Penulis: Muhammad Qorib Hamdani*

 “Kita yang melakukan di dunia dengan hina tanpa mengetahui Allah dengan seenaknya bertingkah, berlakon layaknya tidak ada yang melihat. Allah tak pernah tidur, selalu terjaga pagi malam siang sampai kapan pun. Ingat tuk jangan semena-mena berlakon, Allah tidak tidur.”

Sebagai muslim kita harus percaya bahwa esensi dunia ini bukan ada tanpa sengaja namun ada dengan sengaja diciptakan oleh Allah. Tuhan maha segalanya yang berkuasa menjaga jalannya planet agar tidak terjadi tabrakan. Bisa saja Allah menelantarkan penjagaan itu dan pada akhirnya planet akan bertabrakan.

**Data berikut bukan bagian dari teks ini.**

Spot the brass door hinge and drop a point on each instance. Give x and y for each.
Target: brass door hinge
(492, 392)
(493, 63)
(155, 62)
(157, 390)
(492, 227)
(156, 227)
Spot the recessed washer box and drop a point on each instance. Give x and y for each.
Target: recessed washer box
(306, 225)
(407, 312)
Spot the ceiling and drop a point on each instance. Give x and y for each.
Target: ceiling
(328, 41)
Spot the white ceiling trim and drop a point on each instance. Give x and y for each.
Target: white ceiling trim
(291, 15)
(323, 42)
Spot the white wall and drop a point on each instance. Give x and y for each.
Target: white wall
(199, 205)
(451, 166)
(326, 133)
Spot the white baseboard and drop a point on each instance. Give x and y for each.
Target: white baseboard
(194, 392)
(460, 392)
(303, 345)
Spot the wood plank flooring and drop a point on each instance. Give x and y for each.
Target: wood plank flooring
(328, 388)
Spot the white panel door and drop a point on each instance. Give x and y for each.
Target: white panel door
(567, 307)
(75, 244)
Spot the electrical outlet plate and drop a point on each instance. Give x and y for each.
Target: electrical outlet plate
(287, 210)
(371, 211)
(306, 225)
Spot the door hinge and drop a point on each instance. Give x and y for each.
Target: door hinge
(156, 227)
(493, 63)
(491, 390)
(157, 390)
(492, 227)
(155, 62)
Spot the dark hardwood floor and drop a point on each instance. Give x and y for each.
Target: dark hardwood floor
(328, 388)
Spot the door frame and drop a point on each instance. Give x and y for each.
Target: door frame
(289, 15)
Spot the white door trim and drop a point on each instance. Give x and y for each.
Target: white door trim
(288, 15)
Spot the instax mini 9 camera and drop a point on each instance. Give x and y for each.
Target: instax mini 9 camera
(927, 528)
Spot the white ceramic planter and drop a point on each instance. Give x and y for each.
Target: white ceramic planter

Manusia diciptakan sebagai mahluk paling sempurna, maka bersyukurlah atas apa yang telah Allah berikan kepada kita. Bukan hanya kesempurnaan kita menjadi manusia akan tetapi yang dibutuhkan kita juga Allah turunkan seperti buah-buahan, sayur-sayuran, biji-bijian, dan lain-lain. “Maka nikmat Tuhan manakah yang engkau dustakan” (QS: ar-Rahman) ayat al-Quran tersebut harus selalu kita pegang untuk senantiasa bersyukur mengingat tentang apa yang telah diberi oleh Allah.

(Baca juga: Si merah yang bermanfaat)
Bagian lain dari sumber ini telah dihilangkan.